Higher volumes in October, meanwhile, were driven in part by growing U.S. exports. New trains that came online at Cameron LNG and Freeport LNG, along with a ramp up in production at Yamal LNG in Russia and increasing cargoes from Australia, helped drive a global increase in LNG exports last month, said ClipperData’s Kaleem Asghar, director of LNG analytics.

According to ClipperData, 507 vessels moved 30.8 million metric tons (mmt) last month, an increase from the 27.6 mmt at the same time last year.

Despite the gains, the global LNG market is seen weakening on a warmer forecast for the overall winter season, healthy storage inventories and a glut of supplies, setting up what could be a challenging 2020.

“I see a bearish trend throughout the winter because there’s so much LNG right now,” Asghar told NGI. “Even if you keep stable demand,” there’s too much supply. “This year and next year, you’re going to see a lot of pressure on prices.”

Prices in Northeast Asia slid slightly during the second week of November as spot cargoes flooded the region, and in Europe, a persistently low price environment and weak summer demand sent storage levels soaring. At midweek, according to ClipperData, natural gas storage was at 97.7% of capacity. LNG inventories were at 75.9%, compared with 66.5% at the same time last year.

“In Europe, you’re seeing cargoes sit there for 12 or 15 days,” Asghar said. “You see a lot of cargoes outside the Pacific right now...that’s bringing a lot of bearish sentiments.”

Fearnleys AS, which tracks global shipping trends, said the intensity of the October market is fading. New vessel availabilities have been seen on a “regular basis” in the Pacific Basin, while “outright availability of LNG vessels” in the Atlantic Basin is still few and far between, the firm said in its update for the week ending Nov. 13.

Prices in Asia have slipped to some of their lowest levels in a decade, Asghar noted. The dynamics have been evident stateside. According to NGI data, the maximum Gulf Coast LNG netback price for December delivery between the Dutch Title Transfer Facility, Japan Korea Marker and National Balancing Point on Friday was $4.134/MMBtu, or only $1.446 above where Henry Hub futures settled.

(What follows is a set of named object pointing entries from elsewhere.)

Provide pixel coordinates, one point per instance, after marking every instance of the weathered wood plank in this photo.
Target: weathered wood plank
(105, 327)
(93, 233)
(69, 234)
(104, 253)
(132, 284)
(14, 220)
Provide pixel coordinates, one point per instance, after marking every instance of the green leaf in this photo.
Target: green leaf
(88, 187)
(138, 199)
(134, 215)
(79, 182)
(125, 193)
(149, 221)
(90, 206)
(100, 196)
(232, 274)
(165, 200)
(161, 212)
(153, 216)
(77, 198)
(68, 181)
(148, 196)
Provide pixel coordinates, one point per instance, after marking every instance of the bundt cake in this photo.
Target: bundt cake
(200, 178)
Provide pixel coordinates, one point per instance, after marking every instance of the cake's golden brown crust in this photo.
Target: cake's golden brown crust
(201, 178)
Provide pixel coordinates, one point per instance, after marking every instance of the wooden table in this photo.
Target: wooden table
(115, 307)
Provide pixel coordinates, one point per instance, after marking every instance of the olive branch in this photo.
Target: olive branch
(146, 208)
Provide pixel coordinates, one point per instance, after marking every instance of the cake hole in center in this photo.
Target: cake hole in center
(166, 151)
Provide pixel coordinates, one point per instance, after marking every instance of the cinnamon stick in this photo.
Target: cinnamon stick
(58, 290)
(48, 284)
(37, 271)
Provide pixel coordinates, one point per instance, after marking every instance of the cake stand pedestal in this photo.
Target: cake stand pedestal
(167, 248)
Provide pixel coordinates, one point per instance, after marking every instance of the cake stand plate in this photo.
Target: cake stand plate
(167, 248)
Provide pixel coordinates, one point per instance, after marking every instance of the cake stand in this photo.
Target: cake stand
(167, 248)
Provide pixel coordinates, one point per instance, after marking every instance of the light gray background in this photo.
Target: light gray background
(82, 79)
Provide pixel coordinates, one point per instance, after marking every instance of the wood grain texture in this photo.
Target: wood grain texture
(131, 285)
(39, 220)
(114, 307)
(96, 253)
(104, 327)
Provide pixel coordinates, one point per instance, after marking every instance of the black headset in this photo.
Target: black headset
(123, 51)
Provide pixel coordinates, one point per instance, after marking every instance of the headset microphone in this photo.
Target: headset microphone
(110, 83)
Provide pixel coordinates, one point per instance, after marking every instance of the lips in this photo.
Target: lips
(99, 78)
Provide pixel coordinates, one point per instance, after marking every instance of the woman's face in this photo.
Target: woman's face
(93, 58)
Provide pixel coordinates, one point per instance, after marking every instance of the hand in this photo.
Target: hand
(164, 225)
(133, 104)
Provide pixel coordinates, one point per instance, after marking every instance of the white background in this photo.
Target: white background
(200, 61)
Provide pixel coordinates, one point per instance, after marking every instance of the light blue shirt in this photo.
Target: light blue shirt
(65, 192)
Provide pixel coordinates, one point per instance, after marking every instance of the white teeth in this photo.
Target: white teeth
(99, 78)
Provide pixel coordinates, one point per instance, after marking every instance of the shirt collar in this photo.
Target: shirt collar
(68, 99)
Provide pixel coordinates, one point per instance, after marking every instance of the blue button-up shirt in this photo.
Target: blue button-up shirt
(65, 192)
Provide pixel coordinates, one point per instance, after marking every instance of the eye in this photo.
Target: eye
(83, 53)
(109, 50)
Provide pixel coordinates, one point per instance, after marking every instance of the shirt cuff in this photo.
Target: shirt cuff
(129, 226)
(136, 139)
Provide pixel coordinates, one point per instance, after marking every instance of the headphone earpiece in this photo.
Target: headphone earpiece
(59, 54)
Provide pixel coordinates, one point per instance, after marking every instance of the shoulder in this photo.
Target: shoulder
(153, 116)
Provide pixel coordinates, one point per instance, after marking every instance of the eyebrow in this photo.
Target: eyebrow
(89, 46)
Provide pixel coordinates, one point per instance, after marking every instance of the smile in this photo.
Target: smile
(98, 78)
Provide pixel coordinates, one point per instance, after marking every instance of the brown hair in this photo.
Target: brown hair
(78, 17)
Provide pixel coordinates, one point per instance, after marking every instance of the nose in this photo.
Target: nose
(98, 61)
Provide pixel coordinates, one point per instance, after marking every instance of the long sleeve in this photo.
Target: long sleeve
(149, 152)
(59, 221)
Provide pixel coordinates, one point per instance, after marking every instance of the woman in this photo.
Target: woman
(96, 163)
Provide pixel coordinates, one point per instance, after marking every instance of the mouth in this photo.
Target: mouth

In other recent developments, Dominion Energy’s Cove Point export terminal in Lusby, MD, on Friday said it loaded its 100th LNG cargo on Nov. 11 and said it had delivered more than 4 billion gallons of LNG to more 20 countries since it came online in April 2018.

Sempra Energy’s Cameron LNG facility in Louisiana, meanwhile, told the Federal Energy Regulatory Commission it’s ready to begin commissioning the flare and fuel gas systems on Train 2. The company filed on Tuesday for authorization to introduce hazardous fluids. The second train at the facility is expected to come online early next year.